Connecting Codacy to their internal developer portal
To tie quality metrics into broader engineering standards, LSports integrated Codacy data into their internal developer portal (IDP) through Port. They built a deployment maturity model where the Codacy score and code coverage became prerequisites for teams to achieve certification levels.
"If you want to be at bronze level, which is one above the baseline, you need to have a high Codacy score and high coverage," Ronen explained. "Codacy was the first thing we integrated into Port. It helped us align and understand the full picture of where our organization's maturity is from a quality standpoint."
The integration was straightforward. Codacy's detailed API allowed LSports to pull any metric they needed into their portal without friction.
"Codacy has a very easy and simple API, but also very detailed. You can pull almost everything. The integration was very fluent and easy. I don't recall that we had any issues."
Results
10x coverage increase and zero new security issues in two years
Over approximately two years of structured implementation, LSports achieved tangible results:
- 10x increase in unit test coverage (from under 7% to 70%)
- 800 core repositories standardized under unified quality gates
- Zero new critical security issues introduced over two years
"From less than 7% unit test coverage to almost 70% across the organization is amazing from our perspective," Ronen said. "We didn't expect that level of improvement."
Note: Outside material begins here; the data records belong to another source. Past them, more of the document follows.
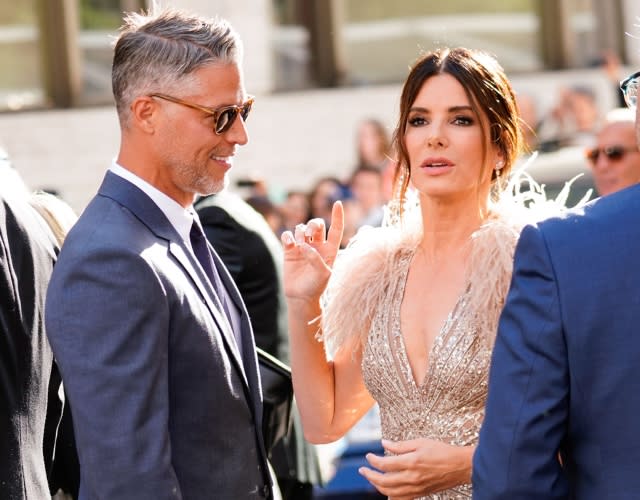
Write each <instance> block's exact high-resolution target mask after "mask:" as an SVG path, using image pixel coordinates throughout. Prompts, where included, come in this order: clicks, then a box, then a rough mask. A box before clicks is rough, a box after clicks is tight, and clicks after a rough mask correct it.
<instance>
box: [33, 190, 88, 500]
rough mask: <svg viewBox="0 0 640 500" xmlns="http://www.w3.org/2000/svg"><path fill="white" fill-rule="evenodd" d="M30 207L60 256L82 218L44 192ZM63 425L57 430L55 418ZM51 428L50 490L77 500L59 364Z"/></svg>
mask: <svg viewBox="0 0 640 500" xmlns="http://www.w3.org/2000/svg"><path fill="white" fill-rule="evenodd" d="M29 204H30V205H31V206H32V207H33V208H34V209H35V210H36V212H37V213H38V214H39V215H40V216H41V217H42V219H43V220H44V221H45V222H46V224H47V226H48V227H49V229H50V230H51V233H52V234H53V237H54V239H55V241H56V251H57V252H59V250H60V248H61V247H62V244H63V242H64V239H65V238H66V236H67V234H68V232H69V231H70V230H71V228H72V227H73V225H74V224H75V223H76V221H77V220H78V216H77V215H76V213H75V212H74V211H73V209H72V208H71V207H70V206H69V205H68V204H67V203H66V202H64V201H63V200H62V199H61V198H59V197H58V196H56V195H54V194H52V193H49V192H44V191H36V192H35V193H33V194H32V195H31V196H30V197H29ZM60 414H62V416H61V418H59V419H56V420H55V423H58V421H59V424H58V425H57V427H54V418H56V416H57V415H60ZM47 415H48V426H47V428H45V435H46V436H49V437H48V440H49V442H48V443H46V444H47V446H48V447H49V448H50V449H53V450H54V452H53V464H52V465H51V467H50V468H49V488H50V490H51V493H52V494H54V496H53V499H54V500H66V499H68V498H71V499H72V500H73V499H77V498H78V492H79V487H80V465H79V463H78V453H77V450H76V443H75V437H74V434H73V419H72V416H71V409H70V406H69V398H68V397H67V396H66V393H65V391H64V385H63V384H62V378H61V376H60V370H59V368H58V365H57V364H56V362H55V359H54V363H53V369H52V372H51V382H50V384H49V402H48V407H47Z"/></svg>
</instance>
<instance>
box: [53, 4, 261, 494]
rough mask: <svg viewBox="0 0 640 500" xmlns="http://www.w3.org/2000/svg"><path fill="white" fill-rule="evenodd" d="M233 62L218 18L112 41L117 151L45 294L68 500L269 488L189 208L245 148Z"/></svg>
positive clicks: (242, 362) (186, 14)
mask: <svg viewBox="0 0 640 500" xmlns="http://www.w3.org/2000/svg"><path fill="white" fill-rule="evenodd" d="M240 63H241V42H240V40H239V38H238V36H237V34H236V33H235V31H234V30H233V29H232V28H231V26H230V25H229V24H228V23H227V22H226V21H224V20H219V19H215V20H209V19H203V18H200V17H196V16H192V15H187V14H185V13H182V12H179V11H175V10H171V9H165V10H158V11H155V12H152V13H150V14H148V15H141V14H130V15H129V16H128V17H127V18H126V20H125V24H124V26H123V28H122V30H121V33H120V36H119V38H118V40H117V42H116V45H115V53H114V60H113V73H112V78H113V93H114V96H115V101H116V106H117V111H118V117H119V120H120V127H121V145H120V151H119V154H118V156H117V158H116V160H115V161H114V162H113V164H112V165H111V167H110V168H109V170H108V172H107V173H106V175H105V178H104V181H103V183H102V185H101V187H100V189H99V191H98V194H97V195H96V196H95V197H94V199H93V200H92V201H91V202H90V204H89V205H88V206H87V208H86V209H85V211H84V212H83V214H82V216H81V217H80V219H79V221H78V222H77V224H76V225H75V226H74V228H73V229H72V230H71V232H70V233H69V235H68V236H67V239H66V241H65V244H64V247H63V249H62V251H61V253H60V258H59V260H58V263H57V264H56V267H55V270H54V274H53V277H52V281H51V284H50V286H49V290H48V295H47V300H48V303H47V309H46V325H47V331H48V335H49V339H50V342H51V346H52V348H53V351H54V354H55V356H56V359H57V361H58V363H59V366H60V370H61V373H62V378H63V381H64V383H65V387H66V389H67V393H68V396H69V402H70V406H71V410H72V415H73V420H74V429H75V434H76V441H77V447H78V455H79V460H80V474H81V477H80V494H79V498H80V499H81V500H83V499H97V498H110V499H111V498H112V499H116V498H117V499H119V500H124V499H132V500H133V499H135V500H144V499H149V500H151V499H153V500H162V499H184V500H187V499H193V500H200V499H206V498H216V499H229V500H236V499H253V498H271V497H272V495H273V490H272V486H271V480H270V477H269V471H268V466H267V459H266V453H265V449H264V443H263V436H262V430H261V425H260V423H261V420H262V402H261V390H260V379H259V374H258V368H257V361H256V353H255V348H254V339H253V334H252V331H251V326H250V324H249V319H248V316H247V312H246V309H245V306H244V304H243V303H242V300H241V298H240V295H239V294H238V291H237V289H236V287H235V285H234V284H233V281H232V280H231V278H230V277H229V274H228V273H227V271H226V269H225V268H224V266H223V265H222V263H221V261H220V259H219V257H218V255H217V254H216V252H215V251H214V250H213V248H212V247H211V246H208V245H207V242H206V238H205V237H204V235H203V233H202V227H201V225H200V221H199V220H198V216H197V214H196V213H195V212H194V211H193V208H192V204H193V201H194V198H195V196H196V195H197V194H209V193H215V192H218V191H220V190H221V189H223V188H224V186H225V184H226V182H227V171H228V170H229V169H230V168H231V165H232V161H233V156H234V154H235V152H236V149H237V147H238V146H239V145H243V144H245V143H246V142H247V140H248V136H247V130H246V129H245V120H246V119H247V117H248V115H249V112H250V110H251V104H252V102H253V99H252V98H250V97H248V96H247V95H246V93H245V89H244V85H243V78H242V70H241V67H240Z"/></svg>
Plus, the engineering team at LSports scaled from 60 to 150 Codacy seats (2.5x growth) while maintaining quality standards.
The metrics tell part of the story, but the cultural shift matters equally. Quality is now embedded in LSports' engineering DNA. New repositories cannot launch without meeting baseline standards. Teams compete on quality metrics. Developers receive feedback in their IDE before code ever reaches review.
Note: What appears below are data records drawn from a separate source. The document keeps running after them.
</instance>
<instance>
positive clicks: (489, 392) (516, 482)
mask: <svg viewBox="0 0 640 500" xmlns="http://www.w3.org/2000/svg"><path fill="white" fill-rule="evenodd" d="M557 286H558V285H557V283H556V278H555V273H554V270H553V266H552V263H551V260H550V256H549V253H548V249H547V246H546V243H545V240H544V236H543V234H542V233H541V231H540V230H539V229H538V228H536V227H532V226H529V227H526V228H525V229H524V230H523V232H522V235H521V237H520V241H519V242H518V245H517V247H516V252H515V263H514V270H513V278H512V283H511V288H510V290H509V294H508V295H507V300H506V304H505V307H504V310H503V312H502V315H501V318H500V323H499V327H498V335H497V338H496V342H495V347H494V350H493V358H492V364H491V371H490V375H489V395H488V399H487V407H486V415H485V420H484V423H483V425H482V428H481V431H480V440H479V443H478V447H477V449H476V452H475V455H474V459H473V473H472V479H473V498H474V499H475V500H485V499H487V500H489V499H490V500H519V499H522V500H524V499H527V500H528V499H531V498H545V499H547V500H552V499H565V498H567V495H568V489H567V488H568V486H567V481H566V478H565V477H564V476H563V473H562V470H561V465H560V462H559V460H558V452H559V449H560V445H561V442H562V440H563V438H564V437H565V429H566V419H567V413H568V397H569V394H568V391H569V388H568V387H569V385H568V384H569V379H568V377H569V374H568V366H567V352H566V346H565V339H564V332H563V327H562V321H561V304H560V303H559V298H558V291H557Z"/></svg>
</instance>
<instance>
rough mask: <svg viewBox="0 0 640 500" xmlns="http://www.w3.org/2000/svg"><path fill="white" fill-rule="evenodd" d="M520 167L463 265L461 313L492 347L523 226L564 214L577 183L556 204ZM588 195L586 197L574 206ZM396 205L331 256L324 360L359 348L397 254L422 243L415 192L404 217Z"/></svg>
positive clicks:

Looking ahead, LSports plans to expand its use of mutation testing, using AI-assisted workflows to identify gaps in test effectiveness beyond simple coverage metrics. They also intend to address their security backlog systematically, building on the foundation of two years of preventing new issues.
"Despite the increase in code lines from AI generation, quality metrics like production incidents and customer bugs are stable. That suggests our current guardrails and education phase are effective. Codacy protects us from dropping the maturity that we've reached."